Davalı ... yargılama oturumuna gelerek, dava konusu yerleri bilmediğini açıklayarak beyanda bulunmak için süre istemiştir.
Davalı ... yargılama oturumunda taşınmazların dedelerinden kaldığını vefat edince çocuklarına kaldığını, davacının hakkı olup olmadığını bilmediğini açıklamıştır.
Davalılardan Ethem ve ... ise 23.03.2010 tarihli oturuma gelerek babalarının davacının hisselerini satarak verdiğini beyan etmiştir.
Diğer davalılara usulüne uygun olarak tebligat yapılmasına rağmen davaya cevap vermedikleri gibi duruşmaya da katılmamışlardır.
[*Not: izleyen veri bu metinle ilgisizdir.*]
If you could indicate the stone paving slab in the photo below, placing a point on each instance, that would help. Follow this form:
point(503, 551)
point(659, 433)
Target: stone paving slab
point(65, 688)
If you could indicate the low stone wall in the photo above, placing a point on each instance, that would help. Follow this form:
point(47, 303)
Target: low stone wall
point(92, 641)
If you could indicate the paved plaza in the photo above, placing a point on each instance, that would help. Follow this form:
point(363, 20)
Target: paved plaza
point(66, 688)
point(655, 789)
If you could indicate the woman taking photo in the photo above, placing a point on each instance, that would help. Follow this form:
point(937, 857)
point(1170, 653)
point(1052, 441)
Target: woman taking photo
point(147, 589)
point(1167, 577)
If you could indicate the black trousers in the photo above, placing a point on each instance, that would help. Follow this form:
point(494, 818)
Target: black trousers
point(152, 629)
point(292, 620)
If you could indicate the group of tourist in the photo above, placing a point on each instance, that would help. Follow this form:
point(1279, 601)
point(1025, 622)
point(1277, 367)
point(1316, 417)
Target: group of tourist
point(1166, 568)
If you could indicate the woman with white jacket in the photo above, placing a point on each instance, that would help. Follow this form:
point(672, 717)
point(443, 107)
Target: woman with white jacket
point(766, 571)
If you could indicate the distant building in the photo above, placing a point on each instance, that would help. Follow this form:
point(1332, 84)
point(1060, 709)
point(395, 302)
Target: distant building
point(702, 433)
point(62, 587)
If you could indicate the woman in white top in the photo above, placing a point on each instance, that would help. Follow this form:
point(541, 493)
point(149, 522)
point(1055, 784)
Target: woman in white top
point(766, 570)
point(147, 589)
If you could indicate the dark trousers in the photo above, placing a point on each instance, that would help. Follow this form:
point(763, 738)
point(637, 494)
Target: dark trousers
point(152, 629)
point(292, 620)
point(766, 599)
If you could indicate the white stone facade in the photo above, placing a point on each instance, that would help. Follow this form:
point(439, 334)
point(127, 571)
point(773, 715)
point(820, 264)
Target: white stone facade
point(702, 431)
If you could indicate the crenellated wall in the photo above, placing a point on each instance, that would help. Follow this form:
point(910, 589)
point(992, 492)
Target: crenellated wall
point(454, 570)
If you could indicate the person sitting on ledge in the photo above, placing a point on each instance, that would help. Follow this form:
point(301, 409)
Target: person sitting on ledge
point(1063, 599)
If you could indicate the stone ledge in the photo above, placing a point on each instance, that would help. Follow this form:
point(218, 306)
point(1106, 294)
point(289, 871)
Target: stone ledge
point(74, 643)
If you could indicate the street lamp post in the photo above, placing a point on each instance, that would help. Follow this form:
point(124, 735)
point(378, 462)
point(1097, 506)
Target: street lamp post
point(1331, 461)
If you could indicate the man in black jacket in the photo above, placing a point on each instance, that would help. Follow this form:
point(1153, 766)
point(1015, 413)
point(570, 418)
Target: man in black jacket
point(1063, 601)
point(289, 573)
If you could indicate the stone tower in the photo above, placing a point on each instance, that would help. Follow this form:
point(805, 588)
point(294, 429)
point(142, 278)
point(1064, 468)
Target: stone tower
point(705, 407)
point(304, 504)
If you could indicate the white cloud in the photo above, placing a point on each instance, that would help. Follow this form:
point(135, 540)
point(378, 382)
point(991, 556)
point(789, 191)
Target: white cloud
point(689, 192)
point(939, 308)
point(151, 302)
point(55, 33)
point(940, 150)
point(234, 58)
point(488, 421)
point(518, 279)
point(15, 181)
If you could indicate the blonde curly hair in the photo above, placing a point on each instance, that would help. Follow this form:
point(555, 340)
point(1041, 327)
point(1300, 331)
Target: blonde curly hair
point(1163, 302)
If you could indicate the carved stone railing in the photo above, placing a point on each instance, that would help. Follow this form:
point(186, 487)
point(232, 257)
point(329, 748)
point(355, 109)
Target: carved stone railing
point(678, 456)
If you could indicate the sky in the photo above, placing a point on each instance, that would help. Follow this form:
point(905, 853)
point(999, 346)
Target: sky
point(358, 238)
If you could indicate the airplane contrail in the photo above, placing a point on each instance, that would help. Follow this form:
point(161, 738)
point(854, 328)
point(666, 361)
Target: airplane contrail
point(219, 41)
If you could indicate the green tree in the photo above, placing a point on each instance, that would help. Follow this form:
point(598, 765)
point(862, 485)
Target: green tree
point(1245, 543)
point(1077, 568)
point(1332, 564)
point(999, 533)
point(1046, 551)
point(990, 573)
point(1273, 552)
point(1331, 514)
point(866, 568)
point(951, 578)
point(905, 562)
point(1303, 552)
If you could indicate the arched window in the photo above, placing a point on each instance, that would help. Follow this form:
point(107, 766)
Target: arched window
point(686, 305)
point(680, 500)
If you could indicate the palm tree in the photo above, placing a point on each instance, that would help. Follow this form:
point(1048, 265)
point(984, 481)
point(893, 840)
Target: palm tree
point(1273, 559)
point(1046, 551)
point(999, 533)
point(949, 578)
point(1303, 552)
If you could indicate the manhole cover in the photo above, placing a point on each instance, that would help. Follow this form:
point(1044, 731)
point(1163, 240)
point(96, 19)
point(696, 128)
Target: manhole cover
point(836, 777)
Mahkemece davanın kısmen kabulüne, dava konusu 127 ada 43 parsel sayılı taşınmaz ile ilgili davanın feragat nedeniyle reddine, ... İli ... İlçesi, ... Köyü 127 ada 38, 144 ada 5, 149 ada 2, 154 ada 2 nolu taşınmazların tapu kaydının iptali ile 10/20 hissesinin Ethem oğlu ... adına, 1/20 hissesinin Şahin kızı ... adına, 1/20 hissesinin Şahin oğlu ... adına, 1/20 hissesinin Şahin oğlu ...adına, 1/20 hissesinin Şahin kızı ... adına, 1/20 hissesinin Şahin kızı Saniye Kul adına, 1/20 hissesinin Şahin kızı ... adına, 1/20 hissesinin Şahin kızı ... adına, 1/20 hissesinin Şahin oğlu ... adına, geriye kalan kısmın ise veraset payları oranında Şahin oğlu ... ve Şahin oğlu ...Kul adına tapuya tesciline karar verilmesine dair hüküm davalı ... ve ... tarafından temyiz edilmiştir.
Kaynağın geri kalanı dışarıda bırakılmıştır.